Yang berpendapat demikian adalah Atho` bin Abi Rabah, Al-Auza`i, Abu Tsaur, Ibnu Khuzaemah, Ibnu Hibban, dan umumnya ulama Hanafiyah dan mazhab Hanabilah.
Dalilnya adalah hadis berikut:
Dari Abi Hurairah ra, bahwa Rasulullah SAW bersabda, “Sesungguhnya shalat yang paling berat buat orang munafik adalah shalat Isya dan Shubuh. Seandainya mereka tahu apa yang akan mereka dapat dari kedua shalat itu, pastilah mereka akan mendatanginya meski dengan merangkak. Sungguh aku punya keinginan untuk memerintahkan shalat dan didirikan, lalu aku memerintahkan satu orang untuk jadi imam. Kemudian pergi bersamaku dengan beberapa orang membawa seikat kayu bakar menuju ke suatu kaum yang tidak ikut menghadiri shalat dan aku bakar rumah-rumah mereka dengan api.” (HR Bukhari & Muslim).
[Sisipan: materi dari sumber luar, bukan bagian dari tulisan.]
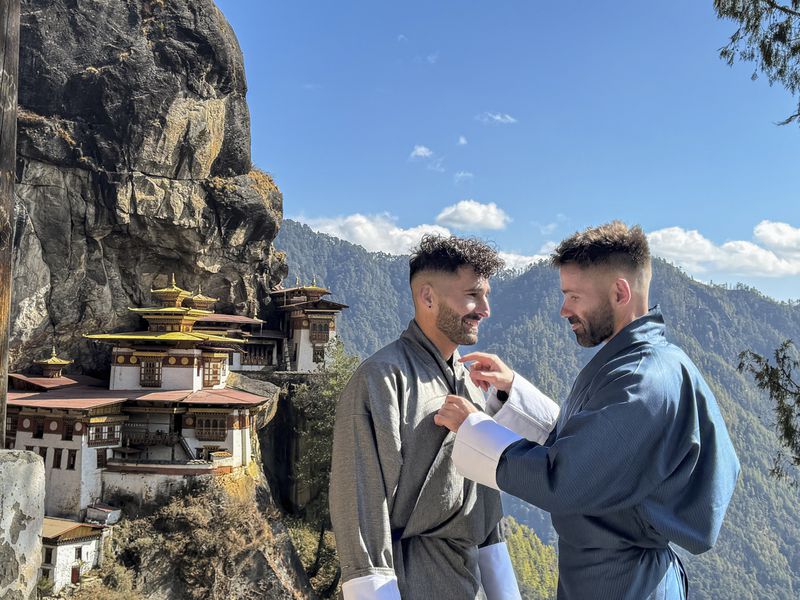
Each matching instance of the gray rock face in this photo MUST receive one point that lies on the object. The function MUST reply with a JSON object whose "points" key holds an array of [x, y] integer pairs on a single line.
{"points": [[21, 519], [133, 163]]}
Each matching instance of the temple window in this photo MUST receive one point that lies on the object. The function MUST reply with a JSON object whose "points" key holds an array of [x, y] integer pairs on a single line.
{"points": [[319, 354], [211, 373], [211, 428], [319, 331], [71, 459], [150, 375], [38, 428]]}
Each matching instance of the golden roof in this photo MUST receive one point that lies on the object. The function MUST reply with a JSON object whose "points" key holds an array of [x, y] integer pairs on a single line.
{"points": [[175, 310], [53, 360], [163, 336]]}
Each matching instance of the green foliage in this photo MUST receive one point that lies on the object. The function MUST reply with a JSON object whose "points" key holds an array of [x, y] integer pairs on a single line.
{"points": [[535, 563], [325, 577], [757, 555], [194, 545], [44, 588], [316, 402], [779, 381], [768, 35], [374, 285]]}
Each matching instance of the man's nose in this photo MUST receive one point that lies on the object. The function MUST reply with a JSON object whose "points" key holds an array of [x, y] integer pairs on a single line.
{"points": [[483, 308]]}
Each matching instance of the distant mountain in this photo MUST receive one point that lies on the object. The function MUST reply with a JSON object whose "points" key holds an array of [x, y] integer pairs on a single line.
{"points": [[757, 555]]}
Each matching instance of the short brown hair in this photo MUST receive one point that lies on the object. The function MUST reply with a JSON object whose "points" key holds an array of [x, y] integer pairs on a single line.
{"points": [[447, 254], [613, 245]]}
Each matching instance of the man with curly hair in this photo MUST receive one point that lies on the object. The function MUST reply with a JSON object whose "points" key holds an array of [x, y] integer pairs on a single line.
{"points": [[406, 523], [639, 457]]}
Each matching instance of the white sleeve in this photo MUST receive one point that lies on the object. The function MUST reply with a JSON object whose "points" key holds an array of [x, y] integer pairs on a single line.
{"points": [[371, 587], [480, 442], [528, 411], [497, 573]]}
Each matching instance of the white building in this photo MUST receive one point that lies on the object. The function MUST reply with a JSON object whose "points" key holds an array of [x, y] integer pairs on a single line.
{"points": [[69, 550]]}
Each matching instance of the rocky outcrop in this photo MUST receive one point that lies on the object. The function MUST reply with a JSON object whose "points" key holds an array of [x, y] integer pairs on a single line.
{"points": [[21, 518], [133, 163]]}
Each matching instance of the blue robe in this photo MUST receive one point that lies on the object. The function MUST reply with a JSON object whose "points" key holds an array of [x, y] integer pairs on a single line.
{"points": [[639, 458]]}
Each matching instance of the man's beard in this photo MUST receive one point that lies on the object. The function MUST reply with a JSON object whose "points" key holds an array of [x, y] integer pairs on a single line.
{"points": [[596, 328], [453, 326]]}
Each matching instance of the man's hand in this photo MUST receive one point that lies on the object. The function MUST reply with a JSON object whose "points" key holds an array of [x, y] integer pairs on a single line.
{"points": [[454, 412], [488, 370]]}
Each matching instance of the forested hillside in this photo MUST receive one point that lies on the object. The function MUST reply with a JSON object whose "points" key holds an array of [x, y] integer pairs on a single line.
{"points": [[757, 555]]}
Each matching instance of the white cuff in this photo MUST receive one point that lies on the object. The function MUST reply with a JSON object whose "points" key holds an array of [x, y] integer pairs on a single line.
{"points": [[497, 573], [480, 442], [528, 411], [371, 587]]}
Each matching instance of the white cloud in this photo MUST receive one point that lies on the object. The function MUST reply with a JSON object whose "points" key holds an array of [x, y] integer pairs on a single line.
{"points": [[433, 161], [421, 152], [470, 215], [436, 163], [549, 228], [697, 254], [781, 237], [376, 233], [490, 117], [462, 176]]}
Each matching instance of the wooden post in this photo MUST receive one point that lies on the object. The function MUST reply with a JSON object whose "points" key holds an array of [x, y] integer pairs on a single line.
{"points": [[9, 65]]}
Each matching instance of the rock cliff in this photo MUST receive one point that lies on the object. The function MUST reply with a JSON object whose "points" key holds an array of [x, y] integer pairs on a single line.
{"points": [[133, 162]]}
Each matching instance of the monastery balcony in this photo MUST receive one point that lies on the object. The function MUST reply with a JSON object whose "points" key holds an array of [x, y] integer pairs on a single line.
{"points": [[93, 443], [141, 436], [162, 467], [205, 434]]}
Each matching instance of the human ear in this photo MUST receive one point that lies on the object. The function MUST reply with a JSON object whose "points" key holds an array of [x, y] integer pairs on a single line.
{"points": [[427, 294], [622, 291]]}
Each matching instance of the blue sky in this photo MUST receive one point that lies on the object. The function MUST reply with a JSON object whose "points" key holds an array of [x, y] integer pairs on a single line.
{"points": [[522, 122]]}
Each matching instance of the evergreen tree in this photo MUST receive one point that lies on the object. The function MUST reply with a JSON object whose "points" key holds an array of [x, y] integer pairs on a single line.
{"points": [[535, 563], [316, 402], [768, 35], [780, 382]]}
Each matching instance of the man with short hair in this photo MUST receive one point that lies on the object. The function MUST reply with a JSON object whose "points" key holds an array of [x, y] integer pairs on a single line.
{"points": [[406, 523], [639, 457]]}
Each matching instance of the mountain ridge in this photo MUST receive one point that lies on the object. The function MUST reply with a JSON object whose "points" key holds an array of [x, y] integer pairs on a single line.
{"points": [[756, 555]]}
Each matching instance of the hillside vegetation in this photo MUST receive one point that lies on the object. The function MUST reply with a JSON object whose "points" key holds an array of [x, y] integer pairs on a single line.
{"points": [[757, 555]]}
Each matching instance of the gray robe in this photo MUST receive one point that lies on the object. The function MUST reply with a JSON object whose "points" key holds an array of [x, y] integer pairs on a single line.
{"points": [[398, 505]]}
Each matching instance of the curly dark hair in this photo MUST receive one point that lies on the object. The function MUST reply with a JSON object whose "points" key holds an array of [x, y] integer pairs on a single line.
{"points": [[447, 254], [613, 244]]}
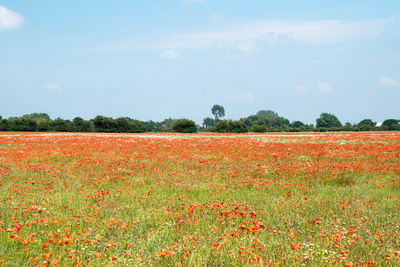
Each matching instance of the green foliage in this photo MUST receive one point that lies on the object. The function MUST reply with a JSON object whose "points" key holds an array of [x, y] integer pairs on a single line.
{"points": [[218, 112], [327, 120], [229, 126], [391, 125], [259, 128], [208, 122], [297, 124], [366, 125], [37, 116], [184, 126]]}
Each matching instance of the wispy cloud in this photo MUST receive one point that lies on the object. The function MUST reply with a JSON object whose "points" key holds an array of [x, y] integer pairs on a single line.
{"points": [[169, 54], [249, 36], [9, 19], [324, 88], [388, 82], [216, 17], [242, 97], [301, 89], [193, 1], [53, 87]]}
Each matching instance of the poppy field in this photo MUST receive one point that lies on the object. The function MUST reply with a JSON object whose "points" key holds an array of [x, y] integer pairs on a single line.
{"points": [[204, 199]]}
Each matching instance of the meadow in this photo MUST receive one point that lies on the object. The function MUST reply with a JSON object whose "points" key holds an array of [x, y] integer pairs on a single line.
{"points": [[200, 199]]}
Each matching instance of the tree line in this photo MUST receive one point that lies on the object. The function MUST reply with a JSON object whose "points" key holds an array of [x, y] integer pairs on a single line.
{"points": [[262, 121]]}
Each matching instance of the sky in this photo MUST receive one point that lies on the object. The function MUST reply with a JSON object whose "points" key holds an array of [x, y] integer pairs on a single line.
{"points": [[150, 60]]}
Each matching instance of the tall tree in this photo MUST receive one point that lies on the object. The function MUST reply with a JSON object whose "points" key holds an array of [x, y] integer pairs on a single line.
{"points": [[218, 112], [327, 120]]}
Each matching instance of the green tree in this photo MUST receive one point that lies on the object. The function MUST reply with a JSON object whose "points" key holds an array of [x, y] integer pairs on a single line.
{"points": [[184, 126], [208, 122], [327, 120], [297, 124], [366, 125], [391, 125], [218, 112], [37, 116], [228, 126]]}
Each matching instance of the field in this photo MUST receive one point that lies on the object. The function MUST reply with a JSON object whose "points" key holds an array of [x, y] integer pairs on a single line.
{"points": [[206, 199]]}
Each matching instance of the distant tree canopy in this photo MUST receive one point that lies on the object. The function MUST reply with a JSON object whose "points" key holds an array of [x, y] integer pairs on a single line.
{"points": [[327, 120], [268, 118], [366, 125], [228, 126], [184, 126], [391, 125], [262, 121], [218, 112], [208, 122], [37, 116]]}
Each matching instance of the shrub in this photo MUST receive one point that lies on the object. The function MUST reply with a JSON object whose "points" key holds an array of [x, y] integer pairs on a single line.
{"points": [[184, 126], [259, 128]]}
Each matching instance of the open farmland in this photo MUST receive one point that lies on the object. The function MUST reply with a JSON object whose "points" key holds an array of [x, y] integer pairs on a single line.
{"points": [[204, 199]]}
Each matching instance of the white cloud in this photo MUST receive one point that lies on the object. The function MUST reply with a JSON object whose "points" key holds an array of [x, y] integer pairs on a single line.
{"points": [[216, 17], [301, 89], [249, 36], [388, 81], [324, 88], [242, 97], [9, 19], [272, 32], [169, 54], [53, 87], [193, 1]]}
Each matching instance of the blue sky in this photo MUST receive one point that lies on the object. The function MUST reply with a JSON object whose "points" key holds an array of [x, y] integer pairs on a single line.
{"points": [[177, 58]]}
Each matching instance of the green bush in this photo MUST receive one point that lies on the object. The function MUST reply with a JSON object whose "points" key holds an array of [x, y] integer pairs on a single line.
{"points": [[184, 126]]}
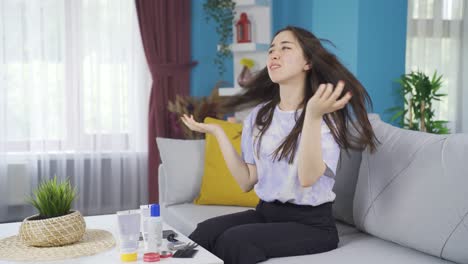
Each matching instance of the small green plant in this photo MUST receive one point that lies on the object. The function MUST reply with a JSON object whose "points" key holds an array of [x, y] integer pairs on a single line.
{"points": [[418, 92], [222, 12], [52, 198]]}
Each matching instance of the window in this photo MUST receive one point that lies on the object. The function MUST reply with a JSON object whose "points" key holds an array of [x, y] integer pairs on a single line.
{"points": [[73, 75]]}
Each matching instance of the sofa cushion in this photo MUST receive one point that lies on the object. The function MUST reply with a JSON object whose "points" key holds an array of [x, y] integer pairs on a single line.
{"points": [[185, 217], [218, 185], [185, 177], [412, 191], [361, 248], [345, 180]]}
Dari hadis yang sama, beberapa ulama berpendapat bahwa hukum sembahyang fardhu berjamaah adalah syarat sahnya shalat. Dengan kata lain, shalat fardhu lima waktu itu tidak sah kalau tidak dikerjakan dengan berjamaah.
Yang berpendapat seperti itu, antara lain, adalah Ibnu Taymiyah dan muridnya, Ibnul Qayyim. Juga, Ibnu Aqil dan Ibnu Abi Musa serta mazhab Zhahiriyah memiliki pendapat serupa. Termasuk di antaranya adalah para ahli hadits, Abul Hasan At-Tamimi, Abu Al-Barakat dari kalangan Al-Hanabilah serta Ibnu Khuzaemah.
Meskipun demikian, jumhur ulama berpendapat bahwa shalat berjamaah lima waktu itu hukumnya adalah Fardhu Kifayah. Artinya, peristiwa shalat fardhu lima waktu berjamaah hanya berlaku secara keterwakilan dalam suatu distrik atau daerah.
Selebihnya, mereka yang berhalangan untuk mengikuti shalat berjamaah tidak akan terkena dosa. Keterangan ini merujuk pada Imam Syafi`i dan Imam Abu Hanifah, seperti yang disebutkan oleh Ibnu Habirah dalam Al-Ifshah.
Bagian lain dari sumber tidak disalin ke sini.